Tout d’abord, j’essayai de déterminer ce qu’il se passait tout en restant immobile. J’avais l’impression qu’une main se baladait sur ma taille, en explorant la fine courbe. Je ris, me moquant de mon état de manque évident. Mais quand je ressentis une légère griffure à la place des caresses, mon rire amusé mourut dans ma gorge. Intrigué, je baissai la tête et ce que je vis en face de moi me glaça d’effroi.

Je restai interdit une longue seconde, scrutant ce qui n’aurait pas dû se trouver là. C’était le gars de l’épicerie ! Enfin… Le gars de l’épicerie dont l’opacité aurait été modifiée, car je voyais clairement à travers lui. Littéralement parlant, il était à moitié transparent.

Je devais rêver éveillé, il n’y avait pas d’autre explication ! À part une maladie mentale invasive et terrifiante. Pourtant, il était bien là. Juste là, devant moi ! Je le reconnaissais, il n’y avait pas de doute possible.

La tête baissée, il s’était agenouillé à côté de moi sur le matelas qui ne semblait pas être déformé par son poids. Lorsque je vis sa main dessiner la courbe de ma hanche sur mon jean, ma jambe eut un spasme de réflexe. Merde. Lentement, il releva les yeux vers moi et quand nos regards se croisèrent, un cri de frayeur inhumain s’extirpa de ma bouche. Je me redressai à moitié et lui lançai mon poing au visage. Toute ma force le traversa et s’écrasa contre le mur à sa gauche. Je hurlai, sentant mes articulations craquer sous la force du coup.

La douleur fut intense dans mes phalanges et je portai ma main blessée à mon buste, reculant d’un bond, ce qui me fit tomber de mon lit. J’atterris le dos contre le sol et les jambes encore en l’air, en grognant. Quand sa tête dépassa du lit pour me regarder, je lui mis un énorme coup de pied en pleine tête. Cette fois, je ne le traversai pas. Il accusa mon coup et disparut là où je ne pus plus le voir.

Bizarrement, ces quelques intenses secondes m’avaient fait dessoûler. Dans une suite de gestes moins précis qu’espéré, je me relevai et lançai un regard circulaire à mon studio, cherchant le moindre signe d’une présence quelconque, d’une supercherie ou de n’importe quoi qui prouverait que je n’étais pas fou. Mais il n’y avait rien. Il n’y avait personne. Après quelques secondes de surveillance accrue de mon petit chez-moi, je me laissai tomber en tailleur sur mon parquet, la main toujours tremblante d’une douleur qui augmentait à chaque seconde.

Ok, donc clairement, j’étais fou. Je ne savais pas si c’était l’alcool ou seulement des hallucinations, mais je n’allais vraiment pas bien.

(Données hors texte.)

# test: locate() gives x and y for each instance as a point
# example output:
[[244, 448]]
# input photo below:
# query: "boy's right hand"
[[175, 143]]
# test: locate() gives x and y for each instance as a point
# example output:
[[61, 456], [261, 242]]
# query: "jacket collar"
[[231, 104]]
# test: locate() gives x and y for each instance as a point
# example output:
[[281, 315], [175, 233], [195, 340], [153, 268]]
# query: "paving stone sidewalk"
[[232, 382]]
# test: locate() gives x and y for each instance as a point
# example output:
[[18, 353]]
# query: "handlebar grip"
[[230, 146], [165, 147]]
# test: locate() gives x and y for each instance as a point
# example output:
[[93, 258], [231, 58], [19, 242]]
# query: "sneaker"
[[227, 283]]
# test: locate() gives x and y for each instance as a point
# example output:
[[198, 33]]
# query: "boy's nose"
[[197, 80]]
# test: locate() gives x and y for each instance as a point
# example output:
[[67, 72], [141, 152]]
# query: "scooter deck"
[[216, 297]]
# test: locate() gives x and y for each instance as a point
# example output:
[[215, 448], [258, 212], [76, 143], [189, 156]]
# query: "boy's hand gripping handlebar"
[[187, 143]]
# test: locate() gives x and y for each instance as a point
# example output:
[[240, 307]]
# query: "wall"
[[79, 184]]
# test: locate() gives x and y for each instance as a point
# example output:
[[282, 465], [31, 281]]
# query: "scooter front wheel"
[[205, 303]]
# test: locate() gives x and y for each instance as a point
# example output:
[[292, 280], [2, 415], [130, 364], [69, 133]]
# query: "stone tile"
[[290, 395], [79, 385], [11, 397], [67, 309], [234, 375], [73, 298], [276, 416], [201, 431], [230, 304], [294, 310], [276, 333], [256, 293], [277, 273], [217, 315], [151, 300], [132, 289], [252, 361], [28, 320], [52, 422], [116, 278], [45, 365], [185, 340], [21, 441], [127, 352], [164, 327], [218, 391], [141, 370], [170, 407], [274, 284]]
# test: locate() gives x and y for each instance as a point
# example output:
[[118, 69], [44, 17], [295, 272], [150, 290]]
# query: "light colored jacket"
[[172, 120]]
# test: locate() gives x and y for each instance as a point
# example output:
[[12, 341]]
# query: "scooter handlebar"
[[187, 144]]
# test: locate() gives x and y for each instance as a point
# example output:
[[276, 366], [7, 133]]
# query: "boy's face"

Je remis toute ma vie en question ; devais-je retourner chez ma mère ? Demander à me faire interner ? Pouvais-je m’en sortir seul ?

Durant l’heure qui suivit, je fis les cent pas dans mon petit espace. Pendant un moment, je pensais même à aller au travail pour acheter un paquet de cigarettes et me remettre à fumer. Mais la flemme m’en dissuada. Alors pour m’occuper, je soignai ma main dont les articulations gonflées prenaient une teinte un peu plus bleutée que ma peau.